まあ、確かに日の光に反射してキラキラしてるけど。でも、それがなんだっていうのか。

「直人にとって、キラキラしてるものってなあに?」

「え?」

「あるでしょ?一つくらいは。直人がキラキラしてるなあ〜綺麗だなあ〜って思うもの。まずはそれを書いてみたら?ねえ、直人が思うキラキラしてるものってなあに?」

「そりゃぁ...」

「君だよ」と言いかけたのを慌てて抑えて、わざとらしく「そうだなあ.....」と顎に手をあてて考える。

「宝石、とか?指輪?あ、でも、分類的には一緒か....。うーんと。貴金属。」

すると、やはり。彼女は呆れた目をして言った。

「そういう意味のキラキラしてるものじゃなくて..。うぅーん。なんていうか....人の心、とかさ。」

それを聞いた途端、自分でもビックリするくらいの低い「はぁ?」という声が出た。

「人の心?何言ってんだお前。」

「.........」

「人の心なんか、綺麗なわけないだろ。」

「...じゃあ、」

「?」

「じゃあ、何で私は生まれたの?」

さぁっと生暖かい風が、僕ら、いや、僕に吹いた。


―そう。僕と会話してる彼女は、僕が妄想で生み出した人物だ。実際にはいない。存在しない。

いつ頃だったけ。彼女が出てきたのは。

「あれはねー。直人が中学の頃ひどいいじめにあった頃だよ。」

今までの重苦しい空気は何だったのか。いつもの明るい口調で、彼女、サナエは言った。

「ああ、そうだった、ね....」

思い出したくもないが。確か、その頃だった気がする。

「あの頃の直人、すっっごい卑屈で暗くてさー。なに話しかけても無視か、やっと喋ってくれたと思ったら"うるさい"だの文句ばっかりで。へーこらしましたぜ!」

「.......」

「でも、今みたいに普通に話せるようになって。こうやって外にまで出られるようになって。成長したよね!」

「.......」

笑って言う彼女に、だけど僕は笑い返せなかった。
代わりに、すごく喉が渇いたので、さっき自販機で買った天然水のペットボトルの水を一気飲みする。

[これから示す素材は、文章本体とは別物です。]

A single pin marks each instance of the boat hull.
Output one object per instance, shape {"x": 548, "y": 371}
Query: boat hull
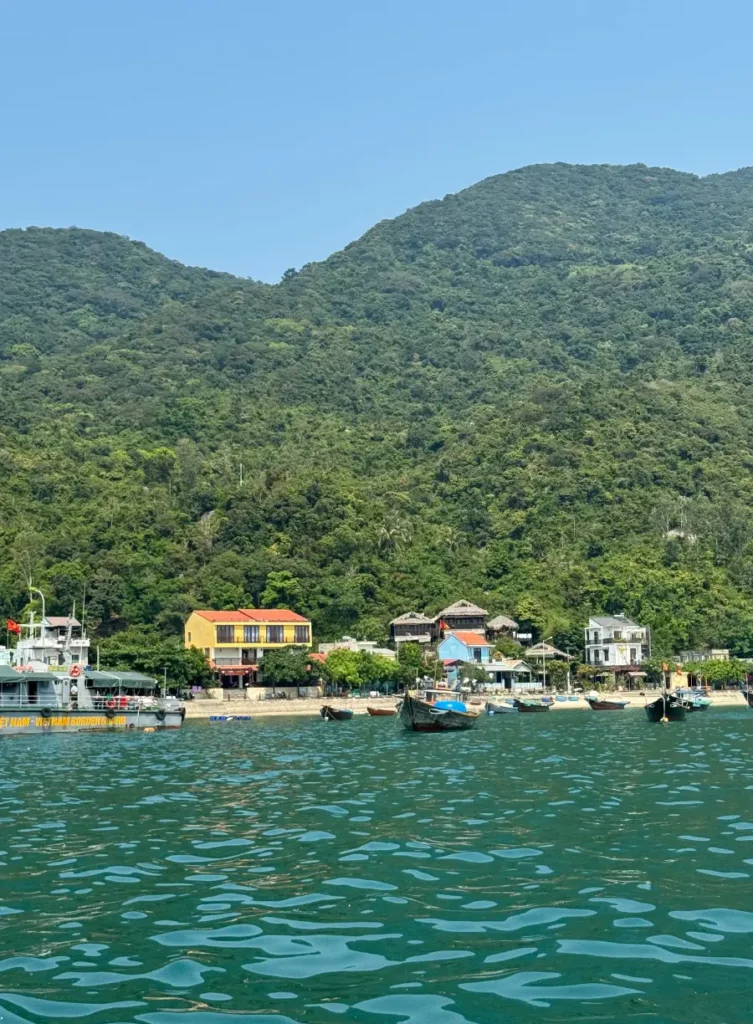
{"x": 44, "y": 720}
{"x": 669, "y": 708}
{"x": 330, "y": 714}
{"x": 608, "y": 705}
{"x": 419, "y": 716}
{"x": 493, "y": 709}
{"x": 531, "y": 709}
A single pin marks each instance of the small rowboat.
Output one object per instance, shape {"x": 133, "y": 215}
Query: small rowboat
{"x": 444, "y": 716}
{"x": 668, "y": 707}
{"x": 595, "y": 704}
{"x": 335, "y": 714}
{"x": 528, "y": 707}
{"x": 508, "y": 708}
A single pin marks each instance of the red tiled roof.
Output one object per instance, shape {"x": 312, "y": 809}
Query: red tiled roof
{"x": 273, "y": 615}
{"x": 253, "y": 614}
{"x": 222, "y": 616}
{"x": 469, "y": 638}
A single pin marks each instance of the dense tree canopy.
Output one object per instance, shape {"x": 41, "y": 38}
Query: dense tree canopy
{"x": 534, "y": 394}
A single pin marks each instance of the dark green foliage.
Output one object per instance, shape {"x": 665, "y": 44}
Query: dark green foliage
{"x": 289, "y": 667}
{"x": 535, "y": 394}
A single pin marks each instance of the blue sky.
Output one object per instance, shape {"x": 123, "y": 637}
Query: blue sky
{"x": 251, "y": 137}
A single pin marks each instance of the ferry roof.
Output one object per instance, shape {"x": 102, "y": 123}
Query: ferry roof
{"x": 125, "y": 680}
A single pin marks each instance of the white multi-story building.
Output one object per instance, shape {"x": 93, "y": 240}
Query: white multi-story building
{"x": 617, "y": 643}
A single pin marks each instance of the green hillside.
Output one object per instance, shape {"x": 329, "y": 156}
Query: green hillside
{"x": 535, "y": 394}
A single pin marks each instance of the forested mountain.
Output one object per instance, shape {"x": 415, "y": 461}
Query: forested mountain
{"x": 535, "y": 394}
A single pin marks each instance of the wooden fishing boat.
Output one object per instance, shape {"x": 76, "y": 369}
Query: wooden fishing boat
{"x": 667, "y": 707}
{"x": 330, "y": 714}
{"x": 440, "y": 716}
{"x": 595, "y": 704}
{"x": 503, "y": 709}
{"x": 531, "y": 707}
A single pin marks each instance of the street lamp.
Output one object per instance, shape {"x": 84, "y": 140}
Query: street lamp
{"x": 543, "y": 654}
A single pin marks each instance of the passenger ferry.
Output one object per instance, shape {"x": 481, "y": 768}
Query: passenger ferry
{"x": 46, "y": 685}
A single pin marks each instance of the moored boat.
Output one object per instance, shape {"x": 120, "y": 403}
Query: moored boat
{"x": 435, "y": 716}
{"x": 596, "y": 704}
{"x": 46, "y": 701}
{"x": 506, "y": 708}
{"x": 668, "y": 708}
{"x": 330, "y": 714}
{"x": 527, "y": 707}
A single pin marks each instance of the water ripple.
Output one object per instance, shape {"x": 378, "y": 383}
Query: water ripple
{"x": 291, "y": 873}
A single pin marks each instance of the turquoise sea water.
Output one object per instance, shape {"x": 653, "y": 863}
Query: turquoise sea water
{"x": 570, "y": 866}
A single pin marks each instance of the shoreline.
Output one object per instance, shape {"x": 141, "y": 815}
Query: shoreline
{"x": 310, "y": 706}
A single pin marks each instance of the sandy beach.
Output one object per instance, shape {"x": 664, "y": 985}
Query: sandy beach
{"x": 310, "y": 706}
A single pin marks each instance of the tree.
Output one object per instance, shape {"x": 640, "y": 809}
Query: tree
{"x": 375, "y": 670}
{"x": 288, "y": 667}
{"x": 283, "y": 590}
{"x": 341, "y": 669}
{"x": 138, "y": 650}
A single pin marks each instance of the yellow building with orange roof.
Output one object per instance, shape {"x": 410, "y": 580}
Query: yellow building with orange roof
{"x": 235, "y": 642}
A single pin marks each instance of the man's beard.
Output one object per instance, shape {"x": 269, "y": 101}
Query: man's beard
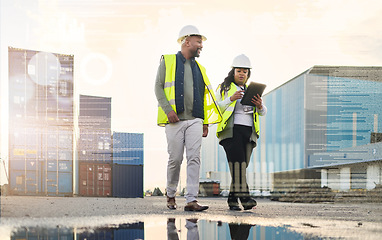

「おいおい。ちょっと一気に飲み過ぎじゃあないの?大丈夫?」

「.....大丈夫。夏なんだから、これくらいの水分補給は普通だよ。」

そして。ノートに「キラキラ」とだけ書く。

「...なあ、今更、なんだけど、さ。なんで、サナエは出てきたんだっけ。」

「ふふっ、なんでだと思う?」

そんな「いくつだと思う?」的なノリで言われても...。

「質問を質問で返さないで欲しい。」

「ごめんごめん。でも、その話しをするんだったら、さっきのキラキラしてるのは人の心っていう話しに戻るけど、それでもいい?」

「それが分からない。なんでそう言い切れるの?」

「んー。それは、私が、"直人の中のキラキラ"だから?」

「は???」

サナエは時々こういう意味不明なことを言うから困る。

「じゃあ、逆に聞くけど。直人はなんで人の心はキラキラしてない、綺麗じゃないって言い切れるの?」

「そんなの決まってる。自分自身含め、人間なんて、どす黒くて、醜くて、汚い心の奴らばっかりだからだ。」

「....本、当に?本当に、そう.....思ってるの?直人...」

「?」

今までとは違う、少し震えた声がしたので、不思議に思って彼女を見てみたら、なんと、彼女は頬を伝わらせて涙を流していた。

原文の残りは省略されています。